Il malocchio nasce nell’antica Grecia, nel VI secolo a.C., dove per la prima volta incontriamo i cosiddetti “oculares, creati come segno di protezione dalle maledizioni. L’occhio come immagine apotropaica continua nella storia presso i fenici, i persiani e gli ottomani. Viene prodotto in diversi materiali e con diverse tecniche, disegnato, scolpito o inciso, spesso colorato di azzurro, colore considerato di buon auspicio. Attraverso le varie culture ha assunto diversi significati nel tempo, per alcuni era considerato l’occhio degli dei che ti protegge, per altri un occhio malevolo contro coloro che desiderano fare del male agli altri.

Presso gli egizi ha preso la forma dell’occhio di Horus, un occhio truccato e dalla forma allungata che serviva a proteggere le persone, mentre in Turchia e in Grecia è famosissimo il Nazar, piccolo occhio azzurro stilizzato che conosce chiunque sia stato in un negozio di souvenir in una città turistica di quelle zone.

Anche nella letteratura ebraica compare il concetto di occhio come protezione, concetto che torna anche nella cultura araba tramite la Mano di Fatima, amuleto di protezione a forma di mano e che spesso contiene un occhio all’interno del suo palmo.

Influenza nella nostra vita quotidiana

Abbiamo quindi visto come il concetto di malocchio sia trasversale a tutte le culture, ma che ne è di quella italiana? Anche nella tradizione cristiana è presente il malocchio, chiamato “occhio invidiosoe associato a chi lo lancia perché geloso e per questo ha a che fare con Satana.
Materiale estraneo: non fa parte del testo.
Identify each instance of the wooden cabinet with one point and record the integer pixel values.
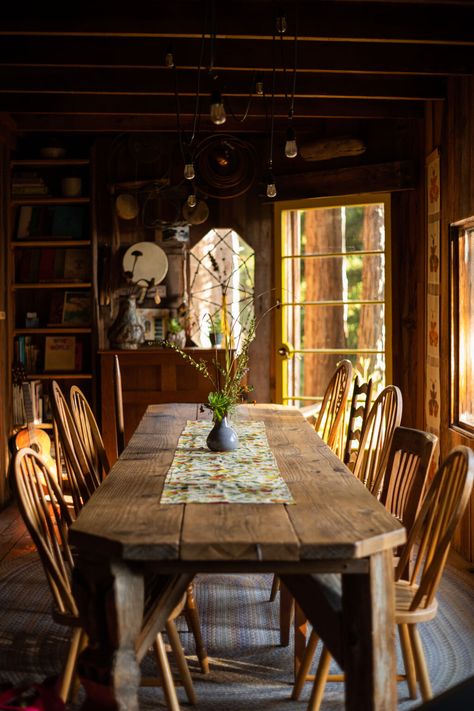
(154, 375)
(51, 276)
Il malocchio viene citato esplicitamente nei vangeli come uno dei peccati del cuore, associato all'invidia, alla gelosia, alla cupidigia e al guardare male qualcuno che ha qualcosa che tu non hai. Ma quale rimedio viene presentato dalla cultura cristiana?

Essendo una religione la soluzione proposta passa attraverso rituali, ripetizione di giuramenti e di gesti, spesso anche volgari come il segno delle corna che ancora oggi facciamo in segno di superstizione. Da qui nasce la tradizione apotropaica italiana il cui simbolo, soprattutto al sud, è il cornetto rosso portafortuna che significa fertilità. Contro l'invidia e il malocchio, in Italia, non creiamo quindi oggetti di protezione come gli occhi, ma oggetti di buon auspicio. Concludiamo questo lungo percorso con un esempio che fa capire chiaramente l’impatto che ha avuto e che ha ancora oggi la superstizione nella nostra cultura. Il sostantivo maschile iettatore” viene dal napoletano “iettare”, ovvero gettare, che non si limita a significare il lanciare qualcosa ma il lanciarlo in senso negativo, dispregiativo. Da “iettare” viene anche il termine iella” che indica la sfortuna. Il concetto di fortuna e di malasorte è culturalmente molto importante, soprattutto nella regione Campania, ma questi termini vengono usati in tutta Italia e sono inseriti nei dizionari ufficiali della lingua italiana, simbolo della diffusione di questo tipo di credenze.

Le parole servono a descrivere i concetti e, il fatto che ancora oggi termini come questi siano di uso comune, ci fa capire come il malocchio e la superstizione siano estremamente identitari per noi oggi e per la nostra storia.